Student Engineers Without Borders fundraise for international development projects

14 March 2014

The UCLU branch of Engineers Without Borders, who use their engineering skills to help international development worldwide, are currently fundraising for their 2014 projects. They plan a coast-to coast fundraising cycle as part of their efforts to generate the £40,000 they need for community projects ranging from sanitation provision for blind children in Ethiopia to income generation for slum communities in Brazil.

UCLU Engineers Without Borders on a project in Peru

Students working on a previous project to build houses in Peru

Run by students, the society seeks to facilitate human development through engineering.

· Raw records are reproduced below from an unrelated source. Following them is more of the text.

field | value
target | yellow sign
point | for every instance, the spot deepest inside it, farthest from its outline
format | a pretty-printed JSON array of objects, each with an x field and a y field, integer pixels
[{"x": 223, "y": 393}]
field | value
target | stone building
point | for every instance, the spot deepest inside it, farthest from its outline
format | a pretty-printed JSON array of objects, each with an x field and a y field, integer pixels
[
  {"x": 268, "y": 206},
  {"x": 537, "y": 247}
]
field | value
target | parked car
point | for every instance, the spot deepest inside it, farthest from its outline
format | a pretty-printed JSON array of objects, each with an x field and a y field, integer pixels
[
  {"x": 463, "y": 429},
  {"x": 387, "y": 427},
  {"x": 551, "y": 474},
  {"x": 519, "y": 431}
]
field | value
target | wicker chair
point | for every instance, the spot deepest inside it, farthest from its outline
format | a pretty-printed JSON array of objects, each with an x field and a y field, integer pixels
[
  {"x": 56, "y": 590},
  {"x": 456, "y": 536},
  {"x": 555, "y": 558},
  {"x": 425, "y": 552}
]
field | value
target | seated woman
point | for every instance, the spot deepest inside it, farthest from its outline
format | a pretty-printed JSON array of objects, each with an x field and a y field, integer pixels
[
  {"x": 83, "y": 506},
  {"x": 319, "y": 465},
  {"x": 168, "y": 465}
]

Every year students from UCL engineering and science disciplines learn about how engineering can help the world and provide sustainable assistance to communities through overseas work.

This year, 20 students will be biking across the UK to raise funds and are seeking £3,500 for bikes and logistical support for this gruelling journey. They hope that with the help of kind donations from crowdfunders and companies such as Deutsche Bank they can turn their pedal-pushing and sponsorship-gathering efforts into more money to help communities.

EWB UCLU Projects for 2014 include: 

  • Installation of an aquaponics system in Jardim de Gonzaga, Brazil, providing fresh food and employment through fish farming with rainwater.
  • Compost toilet block installation in a school for blind children in Mekelle, Ethiopia, with help from Mott MacDonald,
  • Rainwater harvesting system improvements and expansion in 10 communities around San Miguel de Allende, Mexico,
  • Sanitation marketing and sanitation-focused slum re-development in Nakuru, Kenya, and
  • Sustainable livelihoods and income generation in Palpa and Chnguillo, Peru.

The team are collecting donations on IndieGoGo and would really appreciate your help. Donate to help community development worldwide here, or find out more about EWB UCLU on their website.

Society President, Alexa Bruce, said:

“Once again, we are really looking forward to doing these projects, which we hope will bring sustainable improvements to all the communities involved. Our student members will learn many valuable lessons which will help them incorporate international development in their future engineering careers.”